Как говорил мой первый боцман дядя Ваня – Море любит сильных, а сильные любят пожрать! Этот завет я запомнил и несу по жизни с достоинством. Учитывая, что трапеза одно из немногих занятий вносящих колер в однообразные будни моряков, то хороший повар ценится не меньше хорошего капитана. Я знавал кока, который до пароходства работал в московском «Метрополе». Потом с ним что-то произошло, и он захотел в море. Причём, не на роскошный лайнер «Иван Франко», а на обычный траулер, где всегда всё вверх дном и восемьдесят постоянно голодных и злых парней. Что он вытворял! Герман Андреевич не признавал никаких регламентов общепита и рекомендаций службы питания. Обеды перестали быть скучными «первое, второе и компот» и состояли из 7 – 8 блюд, сложных гарниров и бесконечной выпечки. Я не знаю когда он спал, но с камбуза всегда доносился баритон со словами «Карамболина, Карамболетта" и запах ванили. За каждый несъеденный кусок приходилось отчитываться – какая составляющая в гармонии вкуса оказалась лишней. После таких обедов тарелки можно было не мыть… Но это, скорее, исключение. Чаще случалось наоборот – в столовую ходили просто насыщаться. Но в море унывать нельзя ни в коем случае, и мы делали себе праздник своими руками.

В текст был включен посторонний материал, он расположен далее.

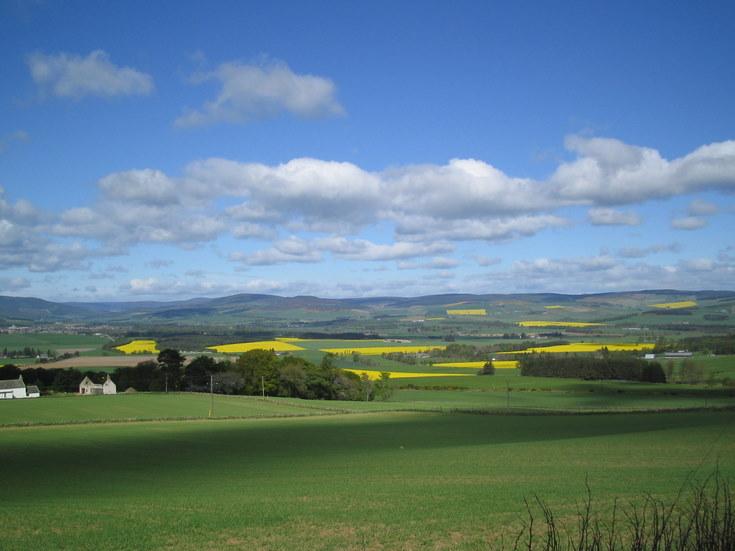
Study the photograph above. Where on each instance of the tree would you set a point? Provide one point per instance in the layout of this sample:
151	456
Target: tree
653	373
487	369
367	387
227	382
259	369
383	388
171	362
9	371
197	373
292	381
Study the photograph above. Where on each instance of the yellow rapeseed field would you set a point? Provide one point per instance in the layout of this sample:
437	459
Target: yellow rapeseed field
681	304
139	347
298	339
502	364
556	324
585	347
241	347
378	350
375	375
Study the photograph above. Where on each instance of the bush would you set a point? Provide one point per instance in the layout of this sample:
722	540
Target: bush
701	518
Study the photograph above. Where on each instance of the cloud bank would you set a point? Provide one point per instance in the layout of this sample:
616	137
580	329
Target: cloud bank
72	76
308	211
252	92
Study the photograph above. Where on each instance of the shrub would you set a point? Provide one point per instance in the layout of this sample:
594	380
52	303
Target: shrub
700	518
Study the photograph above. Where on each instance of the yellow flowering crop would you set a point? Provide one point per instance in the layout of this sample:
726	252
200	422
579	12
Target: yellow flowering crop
375	375
556	324
503	364
259	345
378	350
682	304
139	347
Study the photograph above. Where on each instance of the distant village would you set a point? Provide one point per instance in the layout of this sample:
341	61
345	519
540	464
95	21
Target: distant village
16	388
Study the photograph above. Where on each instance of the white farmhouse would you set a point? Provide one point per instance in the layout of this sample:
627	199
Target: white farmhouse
88	387
16	388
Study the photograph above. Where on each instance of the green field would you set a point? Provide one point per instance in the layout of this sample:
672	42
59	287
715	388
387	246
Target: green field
370	480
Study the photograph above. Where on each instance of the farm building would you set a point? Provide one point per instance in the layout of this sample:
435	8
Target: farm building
88	387
16	388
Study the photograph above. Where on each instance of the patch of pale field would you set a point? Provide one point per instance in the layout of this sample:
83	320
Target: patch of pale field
680	304
375	375
468	312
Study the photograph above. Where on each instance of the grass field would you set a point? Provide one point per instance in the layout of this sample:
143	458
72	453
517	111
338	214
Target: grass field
390	480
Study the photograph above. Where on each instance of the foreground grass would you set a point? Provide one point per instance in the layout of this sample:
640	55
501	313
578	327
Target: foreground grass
361	481
144	406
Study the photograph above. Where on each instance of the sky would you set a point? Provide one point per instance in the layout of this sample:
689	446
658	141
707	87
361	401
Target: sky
177	149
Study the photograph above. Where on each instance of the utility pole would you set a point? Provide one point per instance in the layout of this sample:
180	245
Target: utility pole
211	394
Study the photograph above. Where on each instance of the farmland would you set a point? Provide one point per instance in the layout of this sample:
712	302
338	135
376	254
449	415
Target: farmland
442	461
370	480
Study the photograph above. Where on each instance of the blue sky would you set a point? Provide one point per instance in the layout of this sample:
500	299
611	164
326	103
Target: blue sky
168	150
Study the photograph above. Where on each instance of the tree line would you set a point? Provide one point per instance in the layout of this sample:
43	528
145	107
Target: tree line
609	366
256	372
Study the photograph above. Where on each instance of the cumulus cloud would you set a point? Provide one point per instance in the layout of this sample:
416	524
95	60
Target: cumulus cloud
700	207
68	75
362	249
438	263
13	284
609	172
612	217
252	92
640	252
689	223
333	206
10	139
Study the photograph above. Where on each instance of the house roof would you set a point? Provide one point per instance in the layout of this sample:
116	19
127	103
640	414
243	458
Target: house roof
11	384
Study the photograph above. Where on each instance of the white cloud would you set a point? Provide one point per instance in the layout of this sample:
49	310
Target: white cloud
491	229
290	249
610	172
10	139
689	223
438	263
700	207
251	92
640	252
72	76
611	217
13	284
361	249
333	206
486	261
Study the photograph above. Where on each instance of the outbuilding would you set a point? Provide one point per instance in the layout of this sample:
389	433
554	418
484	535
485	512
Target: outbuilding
16	388
88	387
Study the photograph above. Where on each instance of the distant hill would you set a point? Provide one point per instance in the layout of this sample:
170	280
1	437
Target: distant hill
234	308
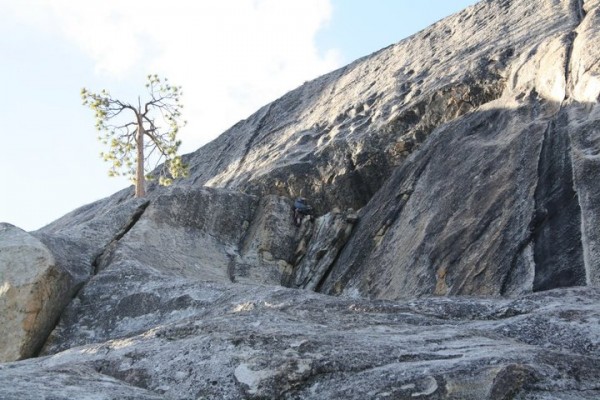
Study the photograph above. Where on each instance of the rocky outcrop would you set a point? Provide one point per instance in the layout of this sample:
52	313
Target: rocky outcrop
470	151
32	293
161	336
492	204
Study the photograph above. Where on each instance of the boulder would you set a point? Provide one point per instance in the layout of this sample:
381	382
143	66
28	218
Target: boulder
33	292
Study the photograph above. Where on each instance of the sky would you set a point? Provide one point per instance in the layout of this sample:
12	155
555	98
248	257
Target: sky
230	56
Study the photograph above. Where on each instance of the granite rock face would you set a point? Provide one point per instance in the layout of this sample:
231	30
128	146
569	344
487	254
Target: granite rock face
499	201
31	293
470	152
163	337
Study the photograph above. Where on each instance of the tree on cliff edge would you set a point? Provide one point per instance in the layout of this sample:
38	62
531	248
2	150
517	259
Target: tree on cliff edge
140	136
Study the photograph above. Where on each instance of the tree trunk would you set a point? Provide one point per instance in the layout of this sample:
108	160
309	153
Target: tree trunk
140	179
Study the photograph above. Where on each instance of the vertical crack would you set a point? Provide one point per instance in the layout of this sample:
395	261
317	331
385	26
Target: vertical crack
118	236
556	226
135	217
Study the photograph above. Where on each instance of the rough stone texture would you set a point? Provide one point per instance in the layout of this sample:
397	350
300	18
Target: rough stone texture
319	249
471	149
497	201
182	340
32	293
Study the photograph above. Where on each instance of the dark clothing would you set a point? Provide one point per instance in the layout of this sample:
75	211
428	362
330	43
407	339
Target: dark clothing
302	207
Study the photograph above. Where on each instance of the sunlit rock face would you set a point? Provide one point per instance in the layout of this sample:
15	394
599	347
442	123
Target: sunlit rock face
460	161
31	297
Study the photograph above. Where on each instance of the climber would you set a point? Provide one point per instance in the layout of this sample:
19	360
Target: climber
301	209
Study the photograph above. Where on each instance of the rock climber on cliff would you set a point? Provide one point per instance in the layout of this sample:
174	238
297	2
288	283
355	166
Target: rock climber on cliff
301	209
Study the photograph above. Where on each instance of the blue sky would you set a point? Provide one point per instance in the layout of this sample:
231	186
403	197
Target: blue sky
231	57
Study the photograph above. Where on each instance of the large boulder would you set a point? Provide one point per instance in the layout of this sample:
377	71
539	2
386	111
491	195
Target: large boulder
33	292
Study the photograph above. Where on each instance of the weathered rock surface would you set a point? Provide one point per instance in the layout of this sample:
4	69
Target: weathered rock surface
31	293
497	202
471	150
183	340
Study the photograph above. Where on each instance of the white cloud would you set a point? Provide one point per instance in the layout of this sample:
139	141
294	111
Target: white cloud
230	56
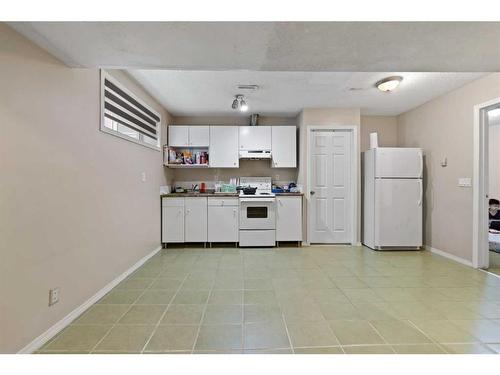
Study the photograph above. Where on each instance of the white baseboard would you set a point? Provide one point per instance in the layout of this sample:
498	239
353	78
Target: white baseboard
64	322
449	256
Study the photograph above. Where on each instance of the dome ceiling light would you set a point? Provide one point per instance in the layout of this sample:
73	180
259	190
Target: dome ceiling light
389	84
239	103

Выйдя в свой первый рейс, я сразу попал на весьма неудобную, «собачью», вахту со вторым механиком. Самое тяжёлое для организма время с 0. 00 – 4.00 переносить было нелегко. К тому же в жаре и влажности тропиков. И вдобавок в машинном отделении. В качестве компенсации существовало негласное распоряжение об усиленном завтраке. Так как мы на него не попадали в 8-00, потому что отдыхали, то расход нам оставляли с вечера – и масло, и молоко. Бонусом шёл ключ от камбуза и право еженощно жарить картошку. На мостике находился только один матрос-рулевой, а в машине нас было двое мотористов. В три часа пополуночи мой старший коллега, Толик Капуста, вытерев наспех руки, бросал грязную от мазута ветошь в угол и отправлялся изобретать завтрак. Чистил картофан, кромсал его, бросал кое-как на сковороду и возвращался в машину. Он был классный спец и среди механизмов у него всегда находились дела. Минут через десять Толик опять бежал на камбуз, переворачивал лапоть и летел к двигателю. В результате мы ели что-то наполовину сгоревшее, и наполовину сырое, попахивающее соляркой. Однажды он очень кстати разобрал сепаратор, залез в него по уши и в наряд послали меня. В этом месте надо сказать, что я был всегда влюблён в жареный картофель и готовил его с детства сам. Тут я и показал свою сноровку, кроме притирки клапанов пастой Гойи. Нарезав клубни тонко соломкой, высушил полотенцем, и разогрел постное масло. Остальное получается само собой. Главный секрет я знал – постоянное помешивание, тогда кусочки выходят золотистые и светящиеся. Потом подсыпал репчатый лук, притомил его, посолил, поперчил. В конце для аромата кинул кусок сливочного масла, накрошил укроп, закрыл крышкой и пошёл сдавать вахту. Когда все собрались за столом и сонный второй штурман нехотя открыл сковороду, то получилась финальная сцена из «Ревизора». С тех пор эту обязанность взвалили на меня, чему я и был рад – к трём часам ночи я уже вырубался в машинном отделении в жаре и качке. Был рад и мой напарник – за железо он мог теперь биться спокойно. Потом мы стали делать ещё яичницу с помидорами, и вахта пролетала быстро…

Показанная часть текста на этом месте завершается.